Simplificando, el ego hipócrita o externo necesita de las expectativas ajenas y la complacencia como fuente de autoestima, e intentará todo lo que pueda con tal de sostener la máscara. La otra cara, el egoísmo honesto o interno, es de quien brilla por sí solo y no entorpece el camino de los otros. Ahora bien, ¿cómo desarrollar un “yo” sano? A continuación exploro lo que algunos pensadores consideraban virtudes, que según mi opinión, ayudan a forjarlo.
En primer lugar un total control y entendimiento del propio yo y de las limitaciones de uno mismo se puede acercar al concepto estoico de sabiduría, especialmente lo concerniente a las personas que nos rodean –y sus opiniones– para la felicidad propia, o a las ofensas que otros nos pretendan hacer.
«¿No habrá nadie que intente hacerle al sabio un ultraje?». Intentarlo sí, pero el ultraje no llegará hasta él, pues la distancia que le separa del contacto con las cosas inferiores es demasiado grande como para que alguna fuerza dañina pueda llegar hasta él.

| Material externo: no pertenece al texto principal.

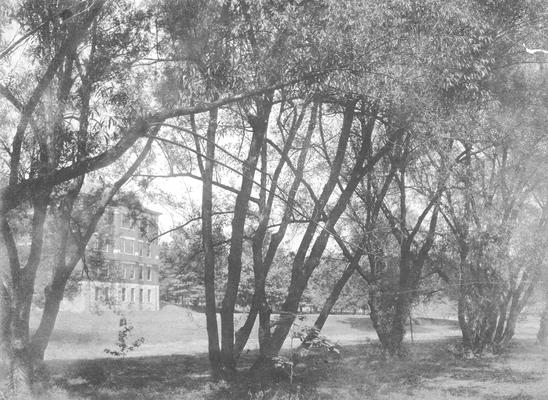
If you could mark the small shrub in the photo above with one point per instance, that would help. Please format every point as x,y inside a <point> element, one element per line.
<point>124,344</point>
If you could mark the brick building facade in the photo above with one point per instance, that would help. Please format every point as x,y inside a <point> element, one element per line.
<point>122,264</point>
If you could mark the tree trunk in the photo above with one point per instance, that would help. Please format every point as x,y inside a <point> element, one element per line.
<point>542,335</point>
<point>214,350</point>
<point>333,297</point>
<point>20,368</point>
<point>53,297</point>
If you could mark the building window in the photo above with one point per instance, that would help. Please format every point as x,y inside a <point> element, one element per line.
<point>126,221</point>
<point>147,249</point>
<point>127,246</point>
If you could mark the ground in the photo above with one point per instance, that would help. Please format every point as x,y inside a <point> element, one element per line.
<point>168,368</point>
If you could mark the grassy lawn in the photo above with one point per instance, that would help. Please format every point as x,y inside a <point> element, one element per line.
<point>431,371</point>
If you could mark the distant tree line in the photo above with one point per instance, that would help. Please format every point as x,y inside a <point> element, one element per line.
<point>409,135</point>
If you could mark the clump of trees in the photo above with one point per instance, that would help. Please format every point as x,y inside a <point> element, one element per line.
<point>398,132</point>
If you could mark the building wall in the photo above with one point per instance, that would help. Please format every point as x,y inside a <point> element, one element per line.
<point>129,278</point>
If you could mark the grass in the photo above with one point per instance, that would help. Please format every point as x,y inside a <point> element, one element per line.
<point>431,371</point>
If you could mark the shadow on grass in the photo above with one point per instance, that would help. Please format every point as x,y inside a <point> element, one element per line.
<point>359,371</point>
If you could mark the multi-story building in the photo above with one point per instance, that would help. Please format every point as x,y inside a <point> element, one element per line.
<point>122,264</point>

Y aunque los poderosos, elevados por el mando y fuertes por el respaldo de sus siervos pretendan dañarlo, todos sus ímpetus cederían tan lejos de alcanzar la sabiduría como los proyectiles que se alzan a lo alto con arco o catapultas; aunque se eleven más allá del alcance de la vista, tuercen, no obstante, su trayectoria sin alcanzar el cielo.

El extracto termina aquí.